評価点の平均を表4に示す(風味(評価点))。また、評価点の平均が1〜3.9点を○、4〜4.9点を△、5点を×として示した。
風味の評価基準
5:強い収斂味及び苦味を感じる
4:収斂味及び苦味を感じる
3:弱い収斂味及び苦味を感じる
2:収斂味及び苦味をほとんど感じない
1:収斂味及び苦味をまったく感じない
【0055】
【表4】
【0056】
ロイシンは、特徴的な苦味が後口にある。比較例10〜13のタンパク質含有組成物溶液では、後口にタンパク質由来の収斂味に加えて、ロイシン由来の鋭い苦味が感じられた。

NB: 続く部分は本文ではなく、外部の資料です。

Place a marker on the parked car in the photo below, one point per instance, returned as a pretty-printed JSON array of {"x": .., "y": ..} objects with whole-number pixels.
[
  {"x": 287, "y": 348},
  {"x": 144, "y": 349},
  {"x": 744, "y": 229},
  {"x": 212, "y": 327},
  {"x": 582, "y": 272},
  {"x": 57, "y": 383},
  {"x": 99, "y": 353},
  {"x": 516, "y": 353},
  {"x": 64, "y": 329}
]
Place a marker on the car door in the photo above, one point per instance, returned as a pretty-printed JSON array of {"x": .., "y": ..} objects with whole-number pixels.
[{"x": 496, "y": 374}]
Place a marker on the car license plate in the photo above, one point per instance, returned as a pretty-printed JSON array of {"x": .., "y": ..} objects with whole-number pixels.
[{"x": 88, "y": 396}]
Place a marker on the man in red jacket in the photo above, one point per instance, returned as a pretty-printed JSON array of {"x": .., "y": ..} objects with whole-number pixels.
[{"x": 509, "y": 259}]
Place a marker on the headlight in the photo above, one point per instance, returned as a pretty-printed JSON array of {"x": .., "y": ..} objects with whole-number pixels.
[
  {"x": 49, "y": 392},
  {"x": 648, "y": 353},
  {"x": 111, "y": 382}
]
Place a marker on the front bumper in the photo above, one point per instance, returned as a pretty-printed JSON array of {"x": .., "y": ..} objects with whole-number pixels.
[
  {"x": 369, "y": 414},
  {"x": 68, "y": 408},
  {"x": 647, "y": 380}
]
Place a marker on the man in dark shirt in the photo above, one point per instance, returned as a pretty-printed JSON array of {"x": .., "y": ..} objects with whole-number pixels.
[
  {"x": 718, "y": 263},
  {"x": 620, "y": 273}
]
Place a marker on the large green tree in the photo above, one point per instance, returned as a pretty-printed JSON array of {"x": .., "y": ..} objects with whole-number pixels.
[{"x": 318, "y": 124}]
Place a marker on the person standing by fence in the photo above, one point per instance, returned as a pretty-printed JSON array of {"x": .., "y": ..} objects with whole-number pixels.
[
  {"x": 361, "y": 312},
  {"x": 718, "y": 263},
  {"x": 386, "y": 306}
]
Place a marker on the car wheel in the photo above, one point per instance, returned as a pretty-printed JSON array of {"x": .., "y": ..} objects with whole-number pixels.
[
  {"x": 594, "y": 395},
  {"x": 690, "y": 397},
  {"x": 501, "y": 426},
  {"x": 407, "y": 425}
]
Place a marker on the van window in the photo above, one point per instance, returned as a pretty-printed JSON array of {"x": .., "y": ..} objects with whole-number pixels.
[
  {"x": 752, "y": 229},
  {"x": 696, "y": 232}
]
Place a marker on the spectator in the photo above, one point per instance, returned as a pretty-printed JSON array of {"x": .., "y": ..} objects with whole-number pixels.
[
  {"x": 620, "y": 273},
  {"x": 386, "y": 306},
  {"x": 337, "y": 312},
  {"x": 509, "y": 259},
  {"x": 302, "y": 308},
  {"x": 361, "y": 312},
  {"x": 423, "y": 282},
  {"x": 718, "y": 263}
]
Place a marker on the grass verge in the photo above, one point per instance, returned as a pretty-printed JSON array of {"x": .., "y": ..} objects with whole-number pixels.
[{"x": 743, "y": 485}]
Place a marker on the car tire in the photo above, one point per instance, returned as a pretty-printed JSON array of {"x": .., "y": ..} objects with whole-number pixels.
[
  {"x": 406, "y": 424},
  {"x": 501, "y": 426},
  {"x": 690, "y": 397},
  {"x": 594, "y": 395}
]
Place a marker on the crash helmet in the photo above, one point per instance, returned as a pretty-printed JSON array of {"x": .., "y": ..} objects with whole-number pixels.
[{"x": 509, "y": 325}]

HPCを加えた実施例17〜20のタンパク質含有組成物溶液では、タンパク質由来の後口の収斂味と、ロイシン由来の苦味がどちらも低減された。
【0057】
<実施例21〜22>
タンパク質として、ホエイタンパク質とは種類が異なる大豆タンパク質を使用した。表5に示す配合で、大豆タンパク質粉末、HPC、デキストリン及びケルセチン配糖体を混合して、実施例21〜22のタンパク質含有組成物を調製した。実施例22のタンパク質含有組成物中のケルセチン配糖体含有量は0.5重量%であった。タンパク質含有組成物中のタンパク質に対するケルセチン配糖体の重量比(ケルセチン配糖体/タンパク質)は、実施例22では0.008であった。
【0058】
<比較例14〜15>
実施例21と同様の方法により、表5に示す配合で比較例14〜15のタンパク質含有組成物を調製した。
【0059】
実施例21〜22及び比較例14〜15で得られたタンパク質含有組成物を実施例1と同じ方法で水に溶解し、溶液の風味を常温にて下記の方法で評価した。
<風味の評価>
専門のパネラー2名が、タンパク質含有組成物溶液(常温)の風味を、不快な風味(具体的には後口に残る大豆油臭及び苦味)の観点で、下記の基準(1〜5点)で官能評価した。結果は評価点の平均が1〜3.9点を○、4〜4.9点を△、5点を×として示した。
風味の評価基準
5:強い大豆油臭及び苦味を感じる
4:大豆油臭及び苦味を感じる
3:弱い大豆油臭及び苦味を感じる
2:大豆油臭及び苦味をほとんど感じない
1:大豆油臭及び苦味をまったく感じない
【0060】
実施例21と比較例14とを比較すると、実施例21では後口の油っぽさやもったりした感じ及び苦味が低減され、すっきりとした味わいに感じられた。またケルセチン配糖体を加えた実施例22と比較例15とを比較すると、実施例22でも同様の効果が感じられ、後口がすっきり軽く感じられた。
【0061】
【表5】
【0062】
以上の結果より、HPCを配合することにより、タンパク質の不快な後口を効果的に低減することができた。タンパク質の不快な風味が、HPCを配合することにより低減されることが分かった。
【産業上の利用可能性】
【0063】
本発明は、飲食品分野等において有用である。